The Office celebrates a work life that doesn’t exist anymore


The scenes that make The Office special aren’t overly zany but are extremely relatable, like Dwight Schrute making an obnoxious sales call at his desk, while Jim and Pam roll their eyes at their colleague’s behavior. It happens almost every episode: two people, the stand-ins for the audience, acknowledging just how annoying the workplace is.
The Office is a show about the random, boring bits of everyday work life and the comedy that ensues from being surrounded by the same people on a daily basis. Employees sit at their desks, jokes are made, and snacks are munched on. Fifteen years later, it’s still one of the most enduring sitcoms because The Office is an extraordinarily ordinary depiction of modern working life in America — well, it was.

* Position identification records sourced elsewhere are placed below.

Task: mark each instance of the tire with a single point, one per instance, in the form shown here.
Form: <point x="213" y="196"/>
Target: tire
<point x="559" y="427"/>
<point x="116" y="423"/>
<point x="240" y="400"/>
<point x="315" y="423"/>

How jobs look has shifted radically over the last decade. The coronavirus pandemic simply sped up the circumstances for many industries. The gig economy is one of the biggest notable transitions. Uber, Lyft, Fiverr, Amazon Flex, and Airbnb didn’t exist 15 years ago when The Office premiered. Now, there are more than 55 million gig economy workers in the United States, according to Forbes. That’s more than 55 million people who don’t go into an office every day and share a kitchen with co-workers. Their idea of day-to-day work is already different from what The Office presented.

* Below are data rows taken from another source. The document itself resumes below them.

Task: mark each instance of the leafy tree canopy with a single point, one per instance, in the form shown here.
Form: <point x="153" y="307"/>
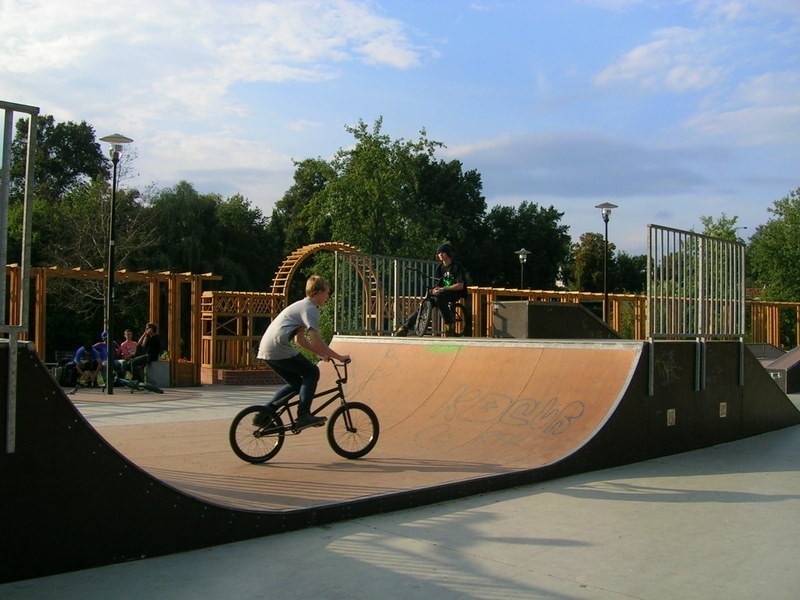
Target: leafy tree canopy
<point x="774" y="251"/>
<point x="66" y="154"/>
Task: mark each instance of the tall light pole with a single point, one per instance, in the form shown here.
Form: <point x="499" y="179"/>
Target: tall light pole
<point x="523" y="258"/>
<point x="116" y="141"/>
<point x="605" y="208"/>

Before the pandemic forced us inside, The Office was relatable. How does a workplace comedy operate without a workplace? Today, it feels like a piece of popular culture from eras past. Social distancing measures mean more people are working from home. Gags have shifted from pranking your deskmate to creating weird glitch art on Zoom using random anime backgrounds; hijinks in the shared kitchen turned into creating new Slack emoji to deliver a joke faster.

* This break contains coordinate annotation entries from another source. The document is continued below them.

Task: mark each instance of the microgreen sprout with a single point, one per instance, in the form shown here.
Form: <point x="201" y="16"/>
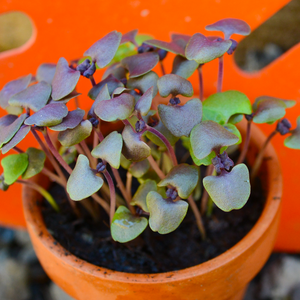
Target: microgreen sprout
<point x="146" y="145"/>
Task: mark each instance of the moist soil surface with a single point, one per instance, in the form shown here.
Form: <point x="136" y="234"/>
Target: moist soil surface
<point x="151" y="252"/>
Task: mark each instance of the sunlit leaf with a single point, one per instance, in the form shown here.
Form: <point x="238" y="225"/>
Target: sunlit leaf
<point x="64" y="81"/>
<point x="229" y="190"/>
<point x="165" y="215"/>
<point x="209" y="136"/>
<point x="144" y="103"/>
<point x="171" y="47"/>
<point x="268" y="109"/>
<point x="72" y="120"/>
<point x="111" y="82"/>
<point x="172" y="84"/>
<point x="183" y="177"/>
<point x="140" y="64"/>
<point x="34" y="97"/>
<point x="125" y="226"/>
<point x="140" y="196"/>
<point x="13" y="87"/>
<point x="140" y="168"/>
<point x="180" y="120"/>
<point x="83" y="182"/>
<point x="293" y="141"/>
<point x="104" y="50"/>
<point x="184" y="67"/>
<point x="230" y="26"/>
<point x="18" y="137"/>
<point x="134" y="149"/>
<point x="203" y="50"/>
<point x="118" y="108"/>
<point x="50" y="115"/>
<point x="167" y="134"/>
<point x="143" y="83"/>
<point x="14" y="166"/>
<point x="9" y="126"/>
<point x="110" y="149"/>
<point x="228" y="104"/>
<point x="45" y="72"/>
<point x="36" y="160"/>
<point x="74" y="136"/>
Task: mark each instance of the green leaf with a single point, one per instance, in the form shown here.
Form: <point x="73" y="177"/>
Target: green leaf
<point x="126" y="227"/>
<point x="209" y="136"/>
<point x="172" y="84"/>
<point x="228" y="104"/>
<point x="165" y="215"/>
<point x="140" y="196"/>
<point x="293" y="141"/>
<point x="184" y="67"/>
<point x="140" y="168"/>
<point x="230" y="190"/>
<point x="14" y="166"/>
<point x="83" y="182"/>
<point x="36" y="160"/>
<point x="134" y="149"/>
<point x="118" y="108"/>
<point x="183" y="177"/>
<point x="74" y="136"/>
<point x="104" y="50"/>
<point x="203" y="50"/>
<point x="34" y="97"/>
<point x="110" y="149"/>
<point x="49" y="115"/>
<point x="180" y="120"/>
<point x="268" y="109"/>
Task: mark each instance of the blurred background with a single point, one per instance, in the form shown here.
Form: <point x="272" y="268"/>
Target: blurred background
<point x="21" y="276"/>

Even those who aren’t in gig economy jobs are facing a time when physical offices aren’t necessary for most companies. Instant communication tools like Slack make talking with co-workers possible from anywhere, remote work is easy to do with an assortment of productivity services. Michael Scott’s outbursts in The Office don’t transition well to Slack, where the equivalent is a message typed out in all-caps. That’s not as funny.
Videoconferencing has also never been easier. Services like Zoom allow remote workers to talk face-to-face, all from the safety and comfort of their own homes. In December 2019, Zoom saw heights of 10 million daily users — by March 2020, Zoom was hitting “more than 200 million daily meeting participants, both free and paid,” CEO Eric S. Yuan wrote in a blog post.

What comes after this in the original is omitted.